Üçüncüsü, sınıf mücadelesinde yenilikçi kavram merakı yaygın. Mesela esnaf-kurye kavramı “işinin sahibi olan” çalışanı değil, sömürünün katmanlı halini ifade ediyor. Yemek Sepeti işçisi de zaten buna “dümen kurye” adını vermiş. Eylemler, sadece esnaf kurye işçileriyle sınırlı değil ki bu dönemi karakterize eden bu ifade veya iş kolu olsun. Sermaye sınıfı gittikçe kızışan kriz koşullarında rekabet edebilmek için, daha büyük binalara, daha büyük teknolojilere yatırım yapmak zorunda kalıyor. Yaptığı bu yatırımların değerini katlayan artıran yegane şey işçilerin emek gücüdür. Patronlar, ancak emek gücünden elde edebildiği artı değerin artması için her türlü yolu bulmak, yeni yöntemleri icat etmek zorundadır. Yeni kavramlara değil, yeniden yeniden direnen işçi sınıfının siyasal ilerleyişine ihtiyaç var.

Dördüncüsü, Trendyol kazanımı işçi sınıfının genelinde etkili oldu, ama tek esin kaynağı değildi. İşçilerin uzunca bir süredir pek çok farklı yöntemle eylemleri ve kazanımları oluyor, birbirlerini aralıksız etkiliyor. Ve kriz dünya çapında devam ediyor, başka birçok ülkede de emekçi halk ekonomik krizin felaketlere varan sonuçlarına karşı ayağa kalkıyor.
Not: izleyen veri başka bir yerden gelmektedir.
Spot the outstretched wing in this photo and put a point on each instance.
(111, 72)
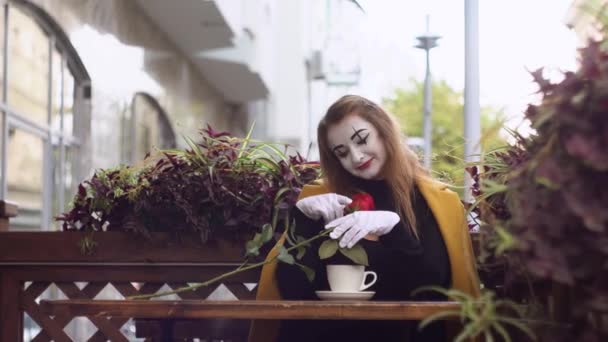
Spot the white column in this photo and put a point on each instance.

Dünyanın her yerinde salgında semiren patronlar işçilerin itirazlarıyla, mücadeleleriyle karşılaşıyor.

İşçiler öyle bir sömürü deneyiminin içinden geçiyorlar ki toplumu kurtaracak kudreti bünyesinde biriktiriyor. Tabi ki sömürü sürdüğü sürece işçi sınıfının, sermaye sınıfına karşı mücadelesi dur durak bilmeyecek. İnsan olan onurlu olan bu düzenden kurtulmaya çalışmayacak da ne yapacak? Kapitalizmi toplumun yararına düzeltmenin, düzenlemenin bir yolu olduğunu düşünenler hızla azalıyor. İşçi sınıfı gücünü ve güvenini büyüttükçe büyütüyor. Bu yüzden İşçi Emekçi Hükümeti’nin kazanılması yolumuzu aydınlatıyor.

* GİG Ekonomisi internet üzerinden süren, esnaf-kuryelerin işyerinden bağımsız bir şekilde yüklenici olarak tariflendiği, klasik iş sözleşmesinden esnek bir halde olan, güvencesiz bir istihdam alanı oluşturan ekonomi olarak tarifleniyor. Uber sisteminde de kullanılan bu sistemle, kurye işçilerinin emek gücünün bu yolla daha fazla metalaştırıldığı açıkça ortaya çıkmıştır.